You learn a lot about a person when you travel with her. My newborn is no exception to that rule.
On a recent weekend, my new family flew from Boston to Washington to hunt for a new home, in advance of our upcoming move. Before traveling, we asked our pediatrician, my Mommy and Me class leader, and other new parents for travel tips. We were told to be the last on the plane – rather than first – and to be sure to nurse at take-off and landing. These were useful tips, especially since as new parents, we’re always learning. However, they didn’t totally account for the quirks of my fearless daughter, who revealed some new facets of her personality during our weekend away:
Airport Security. TSA’s agents, for their part, did nothing to make things easy. We had to deconstruct the Bugaboo stroller base from the car seat and put it all on the conveyor belt for screening. When they pulled the insulated bag with my pumped milk for additional screening, I became antsy they would toss it and followed the TSA employee holding that Medela carrying case like a hawk following prey. Luckily, TSA’s light test proved I was carrying breast milk, and the screener returned it to me. Lila, who was in my arms throughout this ordeal, looked entirely unruffled – until we had to get her strapped back into her car seat.

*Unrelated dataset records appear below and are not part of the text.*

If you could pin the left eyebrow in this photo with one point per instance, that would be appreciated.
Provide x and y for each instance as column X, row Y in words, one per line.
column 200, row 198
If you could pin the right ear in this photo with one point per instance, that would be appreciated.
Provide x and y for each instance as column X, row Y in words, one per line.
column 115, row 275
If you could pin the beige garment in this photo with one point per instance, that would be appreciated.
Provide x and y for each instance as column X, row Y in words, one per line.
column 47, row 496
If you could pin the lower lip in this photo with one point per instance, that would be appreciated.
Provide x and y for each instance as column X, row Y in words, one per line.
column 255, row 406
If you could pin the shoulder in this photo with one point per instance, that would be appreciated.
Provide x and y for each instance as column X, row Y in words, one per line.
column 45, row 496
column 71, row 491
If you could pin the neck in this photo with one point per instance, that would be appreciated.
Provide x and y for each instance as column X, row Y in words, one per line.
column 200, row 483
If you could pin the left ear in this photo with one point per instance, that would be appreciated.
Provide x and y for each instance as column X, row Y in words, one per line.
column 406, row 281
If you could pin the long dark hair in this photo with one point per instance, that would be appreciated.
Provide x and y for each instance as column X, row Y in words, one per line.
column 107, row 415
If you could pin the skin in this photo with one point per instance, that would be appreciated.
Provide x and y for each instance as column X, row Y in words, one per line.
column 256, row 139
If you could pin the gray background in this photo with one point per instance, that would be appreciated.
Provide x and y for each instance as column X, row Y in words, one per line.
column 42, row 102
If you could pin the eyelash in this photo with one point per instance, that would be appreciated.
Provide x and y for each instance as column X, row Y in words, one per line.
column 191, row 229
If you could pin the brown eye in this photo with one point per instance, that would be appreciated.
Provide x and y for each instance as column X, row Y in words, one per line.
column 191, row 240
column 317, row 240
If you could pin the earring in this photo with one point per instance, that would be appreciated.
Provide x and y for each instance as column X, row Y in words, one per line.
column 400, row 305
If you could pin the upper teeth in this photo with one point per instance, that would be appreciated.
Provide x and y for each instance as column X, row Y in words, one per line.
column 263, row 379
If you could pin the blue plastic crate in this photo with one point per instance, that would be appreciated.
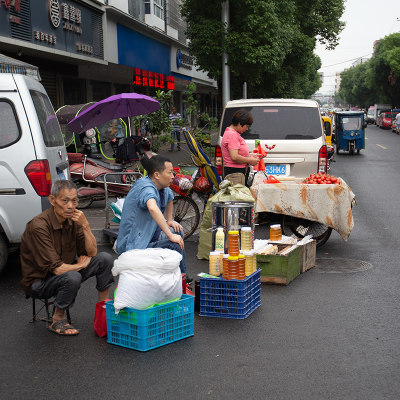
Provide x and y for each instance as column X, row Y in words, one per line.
column 147, row 329
column 233, row 298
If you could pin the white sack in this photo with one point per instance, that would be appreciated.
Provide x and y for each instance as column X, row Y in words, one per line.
column 147, row 277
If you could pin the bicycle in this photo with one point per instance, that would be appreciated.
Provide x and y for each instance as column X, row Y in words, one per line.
column 186, row 211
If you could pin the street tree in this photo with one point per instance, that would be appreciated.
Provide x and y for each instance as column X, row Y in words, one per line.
column 384, row 73
column 270, row 43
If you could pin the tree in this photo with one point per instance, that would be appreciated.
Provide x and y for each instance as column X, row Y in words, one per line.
column 376, row 81
column 270, row 43
column 384, row 74
column 354, row 87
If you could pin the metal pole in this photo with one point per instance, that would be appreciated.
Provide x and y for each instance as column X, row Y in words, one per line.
column 226, row 84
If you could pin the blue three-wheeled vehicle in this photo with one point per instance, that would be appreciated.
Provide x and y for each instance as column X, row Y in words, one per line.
column 349, row 131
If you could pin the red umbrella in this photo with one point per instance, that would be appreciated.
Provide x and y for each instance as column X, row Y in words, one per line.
column 113, row 107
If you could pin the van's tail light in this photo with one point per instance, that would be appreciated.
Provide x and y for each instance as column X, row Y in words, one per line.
column 38, row 173
column 218, row 159
column 323, row 160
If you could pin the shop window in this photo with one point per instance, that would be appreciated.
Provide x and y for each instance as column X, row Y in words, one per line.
column 101, row 90
column 159, row 8
column 147, row 7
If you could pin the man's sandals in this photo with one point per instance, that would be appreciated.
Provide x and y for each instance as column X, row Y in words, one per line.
column 62, row 325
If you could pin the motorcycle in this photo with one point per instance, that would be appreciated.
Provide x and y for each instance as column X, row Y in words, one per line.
column 91, row 174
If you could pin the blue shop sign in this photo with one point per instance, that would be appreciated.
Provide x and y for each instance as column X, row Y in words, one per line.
column 63, row 25
column 140, row 51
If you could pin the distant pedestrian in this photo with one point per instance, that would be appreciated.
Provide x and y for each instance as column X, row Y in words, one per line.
column 176, row 129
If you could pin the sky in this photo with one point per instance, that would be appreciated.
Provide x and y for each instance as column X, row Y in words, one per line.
column 366, row 21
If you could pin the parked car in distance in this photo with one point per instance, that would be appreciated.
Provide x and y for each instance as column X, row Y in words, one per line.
column 32, row 154
column 385, row 119
column 294, row 126
column 370, row 117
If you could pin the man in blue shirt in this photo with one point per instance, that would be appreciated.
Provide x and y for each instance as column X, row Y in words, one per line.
column 143, row 224
column 175, row 118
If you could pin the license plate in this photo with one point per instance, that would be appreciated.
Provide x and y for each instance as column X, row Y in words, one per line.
column 273, row 169
column 61, row 176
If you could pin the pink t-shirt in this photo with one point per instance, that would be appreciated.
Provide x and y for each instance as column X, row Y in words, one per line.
column 232, row 140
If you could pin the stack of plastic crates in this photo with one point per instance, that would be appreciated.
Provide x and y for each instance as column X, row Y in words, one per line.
column 147, row 329
column 230, row 298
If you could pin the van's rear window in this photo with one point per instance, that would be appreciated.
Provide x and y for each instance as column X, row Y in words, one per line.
column 9, row 128
column 51, row 131
column 279, row 122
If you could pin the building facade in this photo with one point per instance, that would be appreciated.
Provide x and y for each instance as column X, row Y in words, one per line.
column 87, row 50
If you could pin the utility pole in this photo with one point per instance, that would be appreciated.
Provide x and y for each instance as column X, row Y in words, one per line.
column 226, row 84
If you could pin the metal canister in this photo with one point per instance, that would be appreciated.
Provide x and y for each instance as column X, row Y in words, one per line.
column 231, row 215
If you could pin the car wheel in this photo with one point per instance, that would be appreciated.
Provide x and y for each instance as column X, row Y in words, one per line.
column 303, row 227
column 3, row 252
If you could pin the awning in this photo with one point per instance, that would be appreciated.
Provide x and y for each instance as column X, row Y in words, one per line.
column 12, row 66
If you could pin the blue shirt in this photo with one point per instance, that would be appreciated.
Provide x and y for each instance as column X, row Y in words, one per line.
column 137, row 226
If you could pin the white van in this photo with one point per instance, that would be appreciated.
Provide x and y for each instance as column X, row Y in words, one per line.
column 295, row 128
column 32, row 156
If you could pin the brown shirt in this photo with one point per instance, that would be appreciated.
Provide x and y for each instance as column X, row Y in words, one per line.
column 46, row 245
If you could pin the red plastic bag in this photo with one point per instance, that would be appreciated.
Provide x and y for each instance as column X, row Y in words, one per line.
column 100, row 319
column 202, row 185
column 261, row 153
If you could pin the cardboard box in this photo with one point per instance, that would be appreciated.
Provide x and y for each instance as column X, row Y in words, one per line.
column 308, row 254
column 280, row 269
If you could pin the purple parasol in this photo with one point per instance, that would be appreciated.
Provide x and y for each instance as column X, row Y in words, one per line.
column 113, row 107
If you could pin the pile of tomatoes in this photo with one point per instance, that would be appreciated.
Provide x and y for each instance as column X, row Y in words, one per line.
column 322, row 178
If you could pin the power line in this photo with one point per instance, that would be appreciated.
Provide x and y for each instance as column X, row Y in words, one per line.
column 343, row 62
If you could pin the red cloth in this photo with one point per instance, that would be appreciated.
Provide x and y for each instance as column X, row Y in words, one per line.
column 100, row 319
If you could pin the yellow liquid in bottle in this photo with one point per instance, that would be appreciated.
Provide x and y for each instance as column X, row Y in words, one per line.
column 246, row 238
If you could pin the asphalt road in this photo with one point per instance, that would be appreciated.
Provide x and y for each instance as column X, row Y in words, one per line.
column 331, row 334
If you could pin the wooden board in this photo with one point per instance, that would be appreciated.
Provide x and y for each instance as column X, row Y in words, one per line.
column 280, row 269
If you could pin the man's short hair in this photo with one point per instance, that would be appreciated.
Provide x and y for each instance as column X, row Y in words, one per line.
column 242, row 117
column 61, row 185
column 156, row 164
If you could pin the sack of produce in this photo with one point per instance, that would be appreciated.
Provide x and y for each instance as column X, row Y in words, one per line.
column 147, row 277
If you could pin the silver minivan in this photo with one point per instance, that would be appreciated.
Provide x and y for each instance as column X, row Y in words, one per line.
column 294, row 126
column 32, row 156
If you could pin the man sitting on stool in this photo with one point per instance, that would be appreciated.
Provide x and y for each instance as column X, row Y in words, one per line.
column 50, row 245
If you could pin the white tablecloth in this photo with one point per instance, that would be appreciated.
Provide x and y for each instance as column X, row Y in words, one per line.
column 328, row 204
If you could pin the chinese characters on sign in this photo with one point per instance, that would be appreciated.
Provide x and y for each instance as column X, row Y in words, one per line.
column 8, row 3
column 44, row 37
column 142, row 77
column 84, row 48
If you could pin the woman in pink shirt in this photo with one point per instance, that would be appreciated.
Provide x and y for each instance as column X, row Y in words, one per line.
column 235, row 152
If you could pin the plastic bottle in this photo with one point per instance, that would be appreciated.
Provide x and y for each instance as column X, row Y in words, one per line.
column 233, row 243
column 225, row 270
column 220, row 240
column 233, row 267
column 275, row 233
column 246, row 238
column 254, row 260
column 248, row 268
column 214, row 263
column 242, row 266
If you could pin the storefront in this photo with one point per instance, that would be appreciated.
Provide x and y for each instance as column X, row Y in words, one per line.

The Flights. As we’d been advised, we boarded last. Lila seemed enthralled by the large number of new faces to study in this new place with a never-before-seen ceiling; ceiling watching is one of her favorite pastimes. Lila was extremely cooperative and focused on eating at take-off and landing. In fact, Lila seemed perfectly content. We had never seen her smile more.
This smilefest transpired in spite of turbulence, which we encountered flying in both directions. Mommy became nervous as our flight bobbed and weaved unpredictably, but Lila remained perfectly placid. On the way to Washington she didn’t even look up during meal time; she remained focused on feeding.
On the return trip, Lila wasn’t interested in eating or remaining obscured by my multicolor-dot nursing cover. During both take-off and landing, Lila did her best to bat back the nursing cover, so that she could see everything around us. Her big eyes hungrily took in everything she could see from my lap. And while she may have noticed the air pressure changing as the plane shifted altitudes, she never cried. Lila took the swings in stride, as if Daddy were rocking her to sleep.